FYI: I pushed an update to the README after my previous post. It now reads

... and if you are going to reverse the output, you will benefit most if you reverse it from the start, unless you are always going to run the command to completion ...

mqudsi avatar Aug 31 '21 16:08 mqudsi

It seems were at an impasse, as my position is that a claim of significant performance increase should be backed up by benchmarks, or at least reproducible tests. You dont provide either of those, either in the current README, or in this thread.
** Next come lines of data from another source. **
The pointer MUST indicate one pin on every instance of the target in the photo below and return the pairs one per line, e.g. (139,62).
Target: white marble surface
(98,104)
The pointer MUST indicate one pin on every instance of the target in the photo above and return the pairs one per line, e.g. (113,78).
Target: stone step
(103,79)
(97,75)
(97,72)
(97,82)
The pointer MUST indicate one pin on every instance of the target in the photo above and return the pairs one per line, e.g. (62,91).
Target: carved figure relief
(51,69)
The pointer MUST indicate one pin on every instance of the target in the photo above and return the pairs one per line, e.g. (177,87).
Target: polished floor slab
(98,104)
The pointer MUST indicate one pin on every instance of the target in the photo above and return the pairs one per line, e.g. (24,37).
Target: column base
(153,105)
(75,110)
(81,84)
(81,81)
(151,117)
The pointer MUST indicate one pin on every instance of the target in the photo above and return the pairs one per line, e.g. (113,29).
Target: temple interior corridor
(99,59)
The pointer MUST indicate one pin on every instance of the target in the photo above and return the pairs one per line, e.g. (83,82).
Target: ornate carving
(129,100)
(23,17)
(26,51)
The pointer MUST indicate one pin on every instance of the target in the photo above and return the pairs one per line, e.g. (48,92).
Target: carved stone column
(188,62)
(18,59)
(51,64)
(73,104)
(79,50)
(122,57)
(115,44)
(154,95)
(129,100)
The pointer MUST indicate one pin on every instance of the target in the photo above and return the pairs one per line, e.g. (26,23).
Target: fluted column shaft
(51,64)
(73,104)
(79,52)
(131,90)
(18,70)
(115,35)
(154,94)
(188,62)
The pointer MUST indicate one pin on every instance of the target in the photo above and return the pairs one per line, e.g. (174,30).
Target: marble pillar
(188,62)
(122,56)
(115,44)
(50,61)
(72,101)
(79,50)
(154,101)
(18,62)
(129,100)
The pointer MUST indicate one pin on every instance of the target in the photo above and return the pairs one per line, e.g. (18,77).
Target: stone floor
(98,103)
All thats provided are vague statements like "if you pipe some 100 GB file, then tac | grep is totally faster!". That may be true, but all anyone currently has, is your word thats its actually true. People could do their own tests of course, but without a specified reproducible test, who knows what result they will get. For a couple of examples of input, you could use the Linux source [1], Subtitle dump [2] or Wikipedia [3], or any number of other options.

  1. https://github.com/torvalds/linux
  2. http://opus.nlpl.eu/download.php?f=OpenSubtitles/v2018/mono/OpenSubtitles.raw.en.gz
  3. https://en.wikipedia.org/wiki/Wikipedia:Database_download#English-language_Wikipedia

89z avatar Aug 31 '21 16:08 89z

There is nothing that I said that's "my word" - it's objectively true by design (i.e. mathematically). I wanted to give you a benchmark and then gave up because tac first completed in 5s but grep first didn't finish 10 minutes later. Maybe I'll do it with one of the links you provided but that has nothing to do with whether or not the theory is sound even without the example.
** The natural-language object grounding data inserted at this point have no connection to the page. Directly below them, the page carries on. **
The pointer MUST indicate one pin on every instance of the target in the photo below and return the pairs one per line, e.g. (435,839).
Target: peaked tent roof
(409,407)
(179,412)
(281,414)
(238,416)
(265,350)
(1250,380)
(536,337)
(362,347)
mqudsi avatar Aug 31 '21 16:08 mqudsi

I wish you the best of luck. You can keep saying "this is mathematically true!", but unless people can reproduce your result, it doesnt mean anything. And for people to be able to do that, you have to specify the parameters you used for testing. That includes the exact input (either uploading your exact file that you used, or using public input, like examples I gave). This is why in the scientific community, they have peer review [1], as in general, it doesnt matter what one specific person was able to do, unless other people can reliably reproduce the result.